La Russie et l’Ukraine sont des exportateurs importants de multiples céréales : blé, tournesol, maïs. Ces deux pays représentent 34 % des échanges de blé et 73 % des échanges d’huile de tournesol. Ils sont aussi de gros producteurs de tourteaux de tournesol (dont dépend fortement l’alimentation animale dans le monde entier), de gros producteurs d’engrais, de pesticides (20 % du marché mondial des engrais) et de carburant dont dépendent les agricultures industrielles.

Or les agricultures industrialisées sont devenues très dépendantes du pétrole et du gaz, nécessaires à la production d’engrais et de pesticides. La hausse des prix de l’énergie a donc un impact sur celui de l’alimentation.

Pour nourrir sa population en temps de conflits, l’Ukraine a cessé temporairement l’ensemble de ses exportations de blé, de sucre et de viande. Côté russe, si les sanctions économiques épargnent pour le moment le volet alimentaire, la Russie utilise la faim comme une arme géopolitique. Elle limite actuellement ses exportations alimentaires à destination des pays jugés “inamicaux” notamment pour faire pression sur le groupe des non-alignés.

De surcroît, par crainte d’une future pénurie de denrées alimentaires, les acteurs économiques spéculent sur les marchés boursiers, notamment pour le blé et le soja, pendant que d’autres États se constituent des stocks ou refusent d’exporter pour garantir la sécurité alimentaire de leur population (Inde).

L’Europe, elle, ne connait pas de pénurie de denrées agricoles et alimentaires, mais est sujette à une hausse des prix alimentaires qui va s’aggraver du fait de la hausse du prix de l’énergie.

Ce sont, en fait, les pays du Sud qui sont les plus durement touchés, en particulier ceux qui sont importateurs de céréales russes et ukrainiennes (Liban, Égypte, Tunisie…), ceux qui sont fortement endettés (Sénégal, Madagascar, Côte d’Ivoire…) et ceux qui sont en conflit ou exposés aux changements climatiques (Mali, Yémen, Afghanistan…) ; cette situation risque de provoquer des tensions sociales majeures.
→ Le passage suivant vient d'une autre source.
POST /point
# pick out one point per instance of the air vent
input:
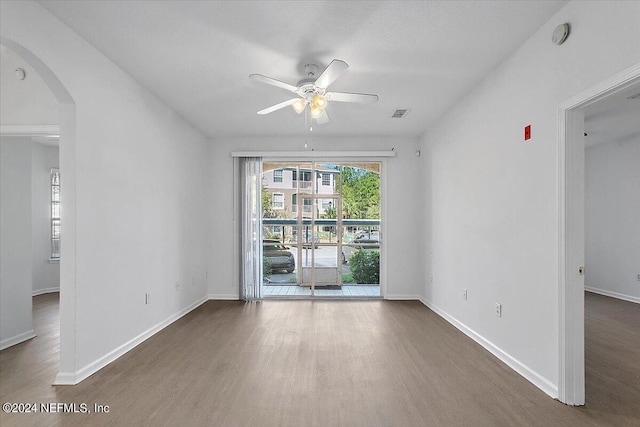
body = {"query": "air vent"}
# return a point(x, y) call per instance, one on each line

L’enjeu pour sortir de cette crise est donc triple, il convient à la fois de limiter la hausse des prix, de renforcer la capacité des États à y faire face et de limiter les impacts sur les populations les plus vulnérables. Cette triple nécessité demande des actions d’urgence à prendre au cours des 6 prochains mois qui ne peuvent être coordonnées que dans un cadre multilatéral.